Although the oboe made its orchestral debut in France in 1657, the instrument had many earlier forms dating back several centuries beforehand. Historians believe that the earliest rudimentary oboe-like instruments were first used around 2800 B.C., performing in royal funerals depicted in ancient drawings, and more sophisticated forms of early oboes can be traced to India during the twelfth to the seventh centuries B.C. There, musicians used a conical instrument called an ottu, with a double reed but without any holes. Many varieties of this instrument were also found in Asia, Egypt, Greece, and Rome. Although these
oboes can be traced back the farthest, the instrument that is believed to be the closest predecessor of the oboe is the medieval shawm. The shawm (developed from the Asian zurna) was made of wood and had a conical shape with a flared bell. It came in several lengths in order to have different pitches and had either a hole to put the double reed in or a bocal (a slightly angled piece of metal covered by cork at the end inserted into the instrument) for the reed to sit on.

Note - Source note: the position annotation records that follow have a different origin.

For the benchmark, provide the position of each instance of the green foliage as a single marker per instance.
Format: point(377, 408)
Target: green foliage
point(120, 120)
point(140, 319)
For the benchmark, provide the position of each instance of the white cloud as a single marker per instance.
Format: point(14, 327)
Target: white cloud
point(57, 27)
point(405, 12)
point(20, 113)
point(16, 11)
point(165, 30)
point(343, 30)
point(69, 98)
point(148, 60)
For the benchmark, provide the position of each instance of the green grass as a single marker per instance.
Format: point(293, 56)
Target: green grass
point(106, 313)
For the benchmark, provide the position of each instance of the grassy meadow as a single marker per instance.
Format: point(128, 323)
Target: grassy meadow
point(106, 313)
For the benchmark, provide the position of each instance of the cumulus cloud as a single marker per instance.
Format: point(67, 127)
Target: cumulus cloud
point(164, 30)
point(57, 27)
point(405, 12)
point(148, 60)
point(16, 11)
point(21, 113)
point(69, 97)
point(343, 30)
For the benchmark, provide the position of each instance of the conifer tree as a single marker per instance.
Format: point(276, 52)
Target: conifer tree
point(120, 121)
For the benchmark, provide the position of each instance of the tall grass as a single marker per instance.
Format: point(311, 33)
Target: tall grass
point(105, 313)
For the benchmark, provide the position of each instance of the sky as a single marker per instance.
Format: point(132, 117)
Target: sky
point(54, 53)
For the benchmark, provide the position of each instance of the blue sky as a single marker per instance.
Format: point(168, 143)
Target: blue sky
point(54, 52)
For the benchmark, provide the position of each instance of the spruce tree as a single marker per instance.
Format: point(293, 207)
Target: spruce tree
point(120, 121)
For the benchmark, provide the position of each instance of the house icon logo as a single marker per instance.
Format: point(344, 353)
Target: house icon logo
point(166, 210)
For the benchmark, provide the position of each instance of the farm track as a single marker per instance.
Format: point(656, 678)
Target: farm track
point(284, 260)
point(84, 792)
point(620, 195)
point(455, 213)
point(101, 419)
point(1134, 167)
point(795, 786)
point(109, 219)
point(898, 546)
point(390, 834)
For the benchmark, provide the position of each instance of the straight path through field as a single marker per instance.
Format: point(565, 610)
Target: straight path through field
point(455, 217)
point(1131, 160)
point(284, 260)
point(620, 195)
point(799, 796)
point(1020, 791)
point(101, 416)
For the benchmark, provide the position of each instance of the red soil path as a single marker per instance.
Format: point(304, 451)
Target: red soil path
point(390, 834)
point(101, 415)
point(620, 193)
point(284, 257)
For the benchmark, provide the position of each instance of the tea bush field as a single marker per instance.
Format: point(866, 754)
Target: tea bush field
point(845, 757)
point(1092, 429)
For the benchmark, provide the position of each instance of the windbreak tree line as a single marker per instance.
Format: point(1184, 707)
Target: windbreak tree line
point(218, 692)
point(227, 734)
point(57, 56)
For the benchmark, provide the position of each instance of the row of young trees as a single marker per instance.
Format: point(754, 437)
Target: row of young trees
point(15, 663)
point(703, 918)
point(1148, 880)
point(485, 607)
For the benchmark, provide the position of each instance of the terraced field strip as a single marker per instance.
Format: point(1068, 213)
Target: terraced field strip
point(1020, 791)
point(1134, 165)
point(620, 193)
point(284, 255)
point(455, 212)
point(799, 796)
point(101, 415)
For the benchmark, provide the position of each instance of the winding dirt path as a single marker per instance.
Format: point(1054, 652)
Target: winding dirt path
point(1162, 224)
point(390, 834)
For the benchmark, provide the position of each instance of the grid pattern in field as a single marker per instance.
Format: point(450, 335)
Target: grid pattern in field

As time passed, musicians desired an instrument with a wider range and more control over pitches. During the mid 17th century, the first baroque oboe (called hautbois, meaning
high-wood) was created in France, where it was used to entertain the French court. Made of boxwood with several holes but only two or three keys, it gained immediate popularity in many countries. During this time, the oboe da caccia (
hunting oboe) was also created. This instrument had a curved body and was used in many of Bach's cantatas and masses. This instrument was primarily used in the Baroque period, as later instruments would take the place of this unusual instrument, which was difficult to build.
As music evolved, so did the oboe. The classical period brought on several more changes to the oboe—a narrower body (called the bore) and more keys, giving the instrument a much wider range. From these earlier forms came the modern oboe. This oboe is usually made from grenadilla wood, though some are made of other woods from the rainforest, and student model oboes are usually made of plastic or resin to avoid cracking. The oboe consists of three pieces: the top joint, the lower joint and the bell. It has a very narrow bore (tube) and is played by blowing on a double reed. The modern oboe has a range of more than two and a half octaves, from a low Bb to an A or higher, and uses a key system called full conservatory, which has 45 pieces most commonly made of silver. Some popular oboe makers of today are F. Loree, Laubin, Howarth and Yamaha.